Ce jour là, mardi 10 avril 2091, le timide professeur gardait l’œil rivé sur ses fiches. Cela faisait peu de temps qu’il enseignait l’Histoire à Emile et la pression du statut des Bertin ajoutait à son malaise permanent d’instruire un enfant pratiquement autiste. Le professeur aurait tout donné pour qu’Emile écrive les dates clefs de la leçon. Il s’efforçait de continuer son cours comme il l’aurait fait pour un autre élève. Un élève normal.

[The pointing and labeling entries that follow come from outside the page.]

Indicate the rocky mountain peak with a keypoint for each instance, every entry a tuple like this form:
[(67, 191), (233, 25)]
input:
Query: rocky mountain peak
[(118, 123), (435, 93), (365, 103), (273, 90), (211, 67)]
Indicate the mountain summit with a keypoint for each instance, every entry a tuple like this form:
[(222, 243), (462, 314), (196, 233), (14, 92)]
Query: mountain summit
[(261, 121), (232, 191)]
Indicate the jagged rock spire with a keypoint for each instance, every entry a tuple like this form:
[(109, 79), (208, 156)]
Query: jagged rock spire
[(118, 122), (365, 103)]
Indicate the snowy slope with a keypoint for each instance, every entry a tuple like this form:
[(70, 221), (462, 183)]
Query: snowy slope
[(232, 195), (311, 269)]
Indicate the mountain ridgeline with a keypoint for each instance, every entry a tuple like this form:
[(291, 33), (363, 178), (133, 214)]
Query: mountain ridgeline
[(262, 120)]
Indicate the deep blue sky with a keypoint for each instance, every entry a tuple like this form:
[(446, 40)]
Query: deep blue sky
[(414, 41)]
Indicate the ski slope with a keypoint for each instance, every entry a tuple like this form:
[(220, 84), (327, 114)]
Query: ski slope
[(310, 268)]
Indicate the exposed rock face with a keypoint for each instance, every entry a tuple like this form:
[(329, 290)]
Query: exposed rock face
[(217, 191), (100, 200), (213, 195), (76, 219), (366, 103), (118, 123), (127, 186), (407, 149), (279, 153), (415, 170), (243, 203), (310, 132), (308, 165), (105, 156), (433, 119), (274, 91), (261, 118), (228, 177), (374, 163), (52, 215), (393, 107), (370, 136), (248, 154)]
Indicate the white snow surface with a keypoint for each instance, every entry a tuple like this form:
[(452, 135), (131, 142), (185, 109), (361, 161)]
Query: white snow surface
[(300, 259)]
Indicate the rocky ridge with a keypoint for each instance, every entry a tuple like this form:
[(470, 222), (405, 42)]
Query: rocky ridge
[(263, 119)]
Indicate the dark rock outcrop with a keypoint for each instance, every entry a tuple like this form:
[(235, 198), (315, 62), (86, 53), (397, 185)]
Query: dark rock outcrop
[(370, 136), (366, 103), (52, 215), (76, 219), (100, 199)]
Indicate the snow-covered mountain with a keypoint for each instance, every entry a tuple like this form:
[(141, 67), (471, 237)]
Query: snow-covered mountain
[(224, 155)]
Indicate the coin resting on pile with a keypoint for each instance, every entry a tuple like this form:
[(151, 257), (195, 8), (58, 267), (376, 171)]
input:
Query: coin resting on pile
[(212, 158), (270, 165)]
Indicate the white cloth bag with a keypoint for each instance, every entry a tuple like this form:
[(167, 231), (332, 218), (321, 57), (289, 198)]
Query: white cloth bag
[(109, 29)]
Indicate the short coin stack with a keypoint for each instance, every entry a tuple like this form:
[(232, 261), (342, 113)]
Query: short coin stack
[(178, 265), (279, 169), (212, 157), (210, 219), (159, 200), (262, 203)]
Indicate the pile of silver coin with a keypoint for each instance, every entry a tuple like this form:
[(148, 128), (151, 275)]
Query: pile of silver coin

« 2030 ! annonça-t-il. Après vingt-ans de recherche en laboratoire et auprès des détenus de la prison des Baumettes à Marseille, le docteur René Debon obtient l’autorisation de tester ses théories sur les auras à l’échelle d’une grande agglomération de France métropolitaine. Plusieurs villes, dont Marseille, Strasbourg et Lyon, sont volontaires. C’est finalement Lyon qui est choisie. Les scanneurs d’aura sont disponible librement dans toute la ville. En six mois, l’insécurité se multiplie par dix. La police est submergée par les plaintes pour harcèlement et les cas de légitime défense uniquement liés aux auras. L’expérience est un échec. Les scanneurs d’aura sont détruits. René Debon part à la retraite. Il a soixante-quinze ans. »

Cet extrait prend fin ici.